The Leaderboard Problem and Benchmark Gaming

ProgramBench also arrives at a moment when the AI community is increasingly skeptical of benchmark scores. Major model providers have been accused of 'teaching to the test' — optimizing their models specifically for popular benchmarks like SWE-Bench, MMLU, and HumanEval.

This creates a misleading picture of AI capabilities. A model might achieve an impressive 50% on SWE-Bench while being fundamentally unable to build even the simplest software project independently. ProgramBench's 0% across all models suggests that previous benchmark scores may have been inflating our perception of AI coding ability.

The anti-cheating measures built into ProgramBench are particularly noteworthy. The team implemented systematic contamination checks to ensure models have not simply memorized the source code of test projects during training. This is a growing concern as training datasets expand to include virtually all public code on the internet.

Industry Implications Are Significant

For enterprise leaders evaluating AI coding investments, ProgramBench delivers a clear message: AI coding agents are powerful assistants, not autonomous developers. Organizations should continue investing in AI-augmented development workflows while maintaining realistic expectations about what these tools can and cannot do independently.

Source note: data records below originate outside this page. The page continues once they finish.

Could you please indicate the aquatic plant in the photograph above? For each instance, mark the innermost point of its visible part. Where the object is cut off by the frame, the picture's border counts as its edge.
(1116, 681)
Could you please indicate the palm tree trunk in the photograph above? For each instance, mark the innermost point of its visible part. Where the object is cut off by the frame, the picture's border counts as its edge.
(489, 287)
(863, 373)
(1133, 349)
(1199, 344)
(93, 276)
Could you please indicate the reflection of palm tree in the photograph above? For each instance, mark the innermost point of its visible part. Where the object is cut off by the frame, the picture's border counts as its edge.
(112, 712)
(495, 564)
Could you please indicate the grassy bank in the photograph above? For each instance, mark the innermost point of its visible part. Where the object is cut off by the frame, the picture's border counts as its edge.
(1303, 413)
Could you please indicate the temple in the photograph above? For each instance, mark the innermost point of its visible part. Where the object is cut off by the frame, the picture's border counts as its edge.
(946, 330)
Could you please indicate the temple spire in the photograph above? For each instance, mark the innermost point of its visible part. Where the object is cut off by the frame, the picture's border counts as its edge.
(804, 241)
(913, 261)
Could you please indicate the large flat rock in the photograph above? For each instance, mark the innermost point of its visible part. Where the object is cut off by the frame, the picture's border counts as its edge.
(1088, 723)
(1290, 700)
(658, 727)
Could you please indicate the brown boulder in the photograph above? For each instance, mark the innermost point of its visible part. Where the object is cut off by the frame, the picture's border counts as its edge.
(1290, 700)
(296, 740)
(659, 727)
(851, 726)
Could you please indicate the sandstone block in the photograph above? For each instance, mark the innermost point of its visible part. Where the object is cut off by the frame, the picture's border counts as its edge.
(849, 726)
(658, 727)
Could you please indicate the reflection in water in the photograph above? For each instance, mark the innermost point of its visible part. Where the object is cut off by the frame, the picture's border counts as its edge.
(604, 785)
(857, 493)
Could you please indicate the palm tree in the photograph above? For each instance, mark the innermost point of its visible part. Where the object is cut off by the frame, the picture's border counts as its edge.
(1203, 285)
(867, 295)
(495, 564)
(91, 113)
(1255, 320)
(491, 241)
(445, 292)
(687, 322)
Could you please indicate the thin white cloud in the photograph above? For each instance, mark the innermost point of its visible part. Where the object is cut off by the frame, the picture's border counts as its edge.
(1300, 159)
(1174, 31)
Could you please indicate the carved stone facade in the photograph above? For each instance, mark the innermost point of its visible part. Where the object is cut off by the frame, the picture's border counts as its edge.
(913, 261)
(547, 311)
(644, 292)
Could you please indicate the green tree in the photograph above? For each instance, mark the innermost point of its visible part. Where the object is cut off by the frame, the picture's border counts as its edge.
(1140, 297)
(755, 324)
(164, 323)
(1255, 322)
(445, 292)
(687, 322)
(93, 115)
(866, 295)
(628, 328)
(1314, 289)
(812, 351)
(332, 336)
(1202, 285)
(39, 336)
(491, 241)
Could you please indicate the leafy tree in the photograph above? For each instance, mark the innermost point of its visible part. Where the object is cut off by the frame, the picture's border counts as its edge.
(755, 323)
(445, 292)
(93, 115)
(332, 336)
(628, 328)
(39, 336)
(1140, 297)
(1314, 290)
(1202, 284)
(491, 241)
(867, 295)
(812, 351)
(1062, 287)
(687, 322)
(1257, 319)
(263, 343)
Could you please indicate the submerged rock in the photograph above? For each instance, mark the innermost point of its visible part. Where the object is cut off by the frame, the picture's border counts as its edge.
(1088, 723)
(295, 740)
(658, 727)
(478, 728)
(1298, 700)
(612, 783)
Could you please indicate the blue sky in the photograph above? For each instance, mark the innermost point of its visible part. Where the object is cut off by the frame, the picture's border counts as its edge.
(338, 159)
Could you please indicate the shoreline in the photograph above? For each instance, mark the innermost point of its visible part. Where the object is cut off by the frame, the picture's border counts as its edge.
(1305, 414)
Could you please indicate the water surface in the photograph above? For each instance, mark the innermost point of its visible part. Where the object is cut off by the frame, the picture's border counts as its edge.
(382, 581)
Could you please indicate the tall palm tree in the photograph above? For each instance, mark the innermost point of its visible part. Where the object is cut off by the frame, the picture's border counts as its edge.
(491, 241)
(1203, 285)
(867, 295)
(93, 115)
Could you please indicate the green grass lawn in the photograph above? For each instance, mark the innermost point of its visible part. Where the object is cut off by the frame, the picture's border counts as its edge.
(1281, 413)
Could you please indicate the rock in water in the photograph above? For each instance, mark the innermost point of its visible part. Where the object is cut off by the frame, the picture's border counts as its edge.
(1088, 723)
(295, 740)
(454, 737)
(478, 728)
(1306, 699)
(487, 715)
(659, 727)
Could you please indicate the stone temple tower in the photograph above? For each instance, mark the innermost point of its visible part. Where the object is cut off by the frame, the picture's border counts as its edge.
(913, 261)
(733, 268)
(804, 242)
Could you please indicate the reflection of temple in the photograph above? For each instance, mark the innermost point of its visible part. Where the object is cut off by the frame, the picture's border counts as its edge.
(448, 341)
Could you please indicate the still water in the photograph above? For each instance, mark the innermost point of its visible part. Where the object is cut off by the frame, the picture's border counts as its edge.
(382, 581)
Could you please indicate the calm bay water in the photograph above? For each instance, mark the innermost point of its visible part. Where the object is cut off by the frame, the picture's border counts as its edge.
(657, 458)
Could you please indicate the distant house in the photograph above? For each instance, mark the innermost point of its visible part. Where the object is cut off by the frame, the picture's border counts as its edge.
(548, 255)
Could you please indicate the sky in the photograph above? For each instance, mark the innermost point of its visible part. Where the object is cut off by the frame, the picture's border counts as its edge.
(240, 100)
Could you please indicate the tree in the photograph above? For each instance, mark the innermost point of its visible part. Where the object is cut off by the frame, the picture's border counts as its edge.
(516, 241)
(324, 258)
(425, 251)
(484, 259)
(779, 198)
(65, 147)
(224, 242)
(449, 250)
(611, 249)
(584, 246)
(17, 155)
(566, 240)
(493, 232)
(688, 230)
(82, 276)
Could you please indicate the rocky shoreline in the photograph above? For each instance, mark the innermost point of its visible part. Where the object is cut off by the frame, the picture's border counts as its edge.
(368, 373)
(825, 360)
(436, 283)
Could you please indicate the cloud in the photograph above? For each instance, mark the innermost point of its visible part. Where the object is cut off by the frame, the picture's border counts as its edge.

For AI researchers, the benchmark opens a new frontier. The gap between bug-fixing (where models perform reasonably well) and program creation (where they score zero) represents one of the most important unsolved problems in AI. Closing this gap likely requires advances in planning, reasoning, and long-context coherence that go beyond simply scaling existing architectures.

For developers using AI tools daily, the results validate what many have intuited: these tools are extraordinary at tactical coding tasks but struggle with strategic software decisions. The most effective workflow remains human-led architecture with AI-assisted implementation.

Looking Ahead: What Comes Next

ProgramBench sets a clear, measurable target for the AI industry. The first model to score even 10% on this benchmark will represent a genuine breakthrough in autonomous software engineering. Given the current trajectory of model improvements, that milestone could arrive within 12 to 24 months — but the 0% baseline suggests it will require more than incremental improvements.

The benchmark also raises fundamental questions about the path to Artificial General Intelligence (AGI). If the most capable AI systems on Earth cannot replicate software that a skilled human developer could build in a few weeks, the gap between current AI and human-level intelligence may be wider than recent hype suggests.

John Yang and the ProgramBench team have given the AI industry something it desperately needed: an honest, rigorous, and humbling measure of where we actually stand. The leaderboards that have dominated AI discourse for the past 2 years just got a new column — and every entry reads zero.